Youth Brigade - Sink with Kalifornija (Cover Artwork)

Youth Brigade

Youth Brigade: Sink with Kalifornija

Sink with Kalifornija (1994)

BYO


4.5
Youth Brigade, the most important SoCal band that not too many people know about. From running Skinhead Manor, owning Godzilla's, and starting the BYO, they were already well known and helpful to the growing LA punk scene. The Stern brothers were able to do all this, and start a band, a really goo...

Youth Brigade, the most important SoCal band that not too many people know about. From running Skinhead Manor, owning Godzilla's, and starting the BYO, they were already well known and helpful to the growing LA punk scene. The Stern brothers were able to do all this, and start a band, a really good one at that. This cd is a compilation of the second version of the "Sound and Fury" LP (the first one being aborted and later re-released as "Out Of Print"), the "What Price Happiness" 7 inch, and live tracks from the band's last show (untill the early 90's) at Fenders Ballroom in 1985.

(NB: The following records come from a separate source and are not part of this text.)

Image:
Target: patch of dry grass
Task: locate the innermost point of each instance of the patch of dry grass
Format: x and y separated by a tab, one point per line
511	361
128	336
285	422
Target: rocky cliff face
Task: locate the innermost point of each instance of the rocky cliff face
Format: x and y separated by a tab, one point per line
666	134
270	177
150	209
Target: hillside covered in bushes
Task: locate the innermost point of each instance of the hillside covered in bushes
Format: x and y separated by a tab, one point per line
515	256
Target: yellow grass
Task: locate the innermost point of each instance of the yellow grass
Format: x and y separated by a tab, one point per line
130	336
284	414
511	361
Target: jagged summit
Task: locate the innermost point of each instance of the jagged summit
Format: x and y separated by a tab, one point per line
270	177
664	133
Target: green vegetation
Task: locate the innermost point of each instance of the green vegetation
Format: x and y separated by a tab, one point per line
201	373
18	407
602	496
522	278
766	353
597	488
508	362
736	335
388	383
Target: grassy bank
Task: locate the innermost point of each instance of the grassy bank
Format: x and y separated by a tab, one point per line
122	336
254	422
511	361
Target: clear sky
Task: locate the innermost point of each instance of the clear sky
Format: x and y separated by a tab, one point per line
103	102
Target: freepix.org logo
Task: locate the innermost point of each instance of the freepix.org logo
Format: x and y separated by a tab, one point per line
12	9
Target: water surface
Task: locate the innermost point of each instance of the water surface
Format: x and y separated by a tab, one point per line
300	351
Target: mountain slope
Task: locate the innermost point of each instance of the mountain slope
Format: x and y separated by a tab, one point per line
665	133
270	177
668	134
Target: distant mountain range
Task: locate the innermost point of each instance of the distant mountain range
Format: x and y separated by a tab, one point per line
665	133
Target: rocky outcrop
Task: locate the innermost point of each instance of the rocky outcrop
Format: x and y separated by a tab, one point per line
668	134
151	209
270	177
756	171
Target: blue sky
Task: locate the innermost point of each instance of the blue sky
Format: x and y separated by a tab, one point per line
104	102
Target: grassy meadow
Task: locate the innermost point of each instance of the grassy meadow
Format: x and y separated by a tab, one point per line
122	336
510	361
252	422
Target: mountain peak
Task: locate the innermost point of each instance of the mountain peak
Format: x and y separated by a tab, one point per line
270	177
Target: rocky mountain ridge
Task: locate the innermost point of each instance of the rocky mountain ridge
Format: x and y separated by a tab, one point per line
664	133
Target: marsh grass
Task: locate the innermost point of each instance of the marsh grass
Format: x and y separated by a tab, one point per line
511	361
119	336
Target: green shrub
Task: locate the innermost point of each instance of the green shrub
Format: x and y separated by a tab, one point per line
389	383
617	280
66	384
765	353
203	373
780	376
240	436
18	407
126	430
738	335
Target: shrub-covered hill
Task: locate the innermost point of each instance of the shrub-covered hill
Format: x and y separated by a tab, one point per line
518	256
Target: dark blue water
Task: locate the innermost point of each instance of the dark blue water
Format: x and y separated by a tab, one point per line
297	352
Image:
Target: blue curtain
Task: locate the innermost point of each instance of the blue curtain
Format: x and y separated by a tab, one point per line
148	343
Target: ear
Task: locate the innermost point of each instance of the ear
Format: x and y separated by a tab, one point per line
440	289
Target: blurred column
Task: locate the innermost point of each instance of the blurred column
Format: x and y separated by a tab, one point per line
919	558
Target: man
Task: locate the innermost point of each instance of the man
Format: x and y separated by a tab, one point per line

The album starts off with "Sink With California" and "Modest Proposal" which set the tone for the majority of the LP, straight up punk rock. "Men In Blue (Part 1)" starts off like your typical punk rock song, but after about 3 minutes, it turns into an attempt at early rap. Very funny to listen to, with 3 white guys from southern California trying to rap. From this, the band goes back into familiar territory with "Sound and Fury" and "Fight to Unite" (my favorite Brigade song). Every song is a standout track, especially "What Are You Figthing For" and "You Don't Understand", but i can not go into detail about all of them. "Jump Back" sounds a little like a pirate's drinking song (if that makes any sense), and "Duke of Earl" is a Doo-wop song, no way around it. A very fufilling album, and there is still much more to go.

The "What Price happiness" 7 inch, from 1985 is next, with 3 songs. All the songs deal with serious issues, meaning no more pirate songs. There is a definate progression from the LP to this. The songs are more intricate, plus the production is clearer. Very well done, but lacking the energy of the LP.

Lastly, there are 9 live tracks, which are all extremely well executed. Hearing the crowd singing along with songs such as "Sink with California", "Men In Blue", and "Jump Back".

It may take awhile for this compilation to grow on you, but once it does you will love it just as much as I do.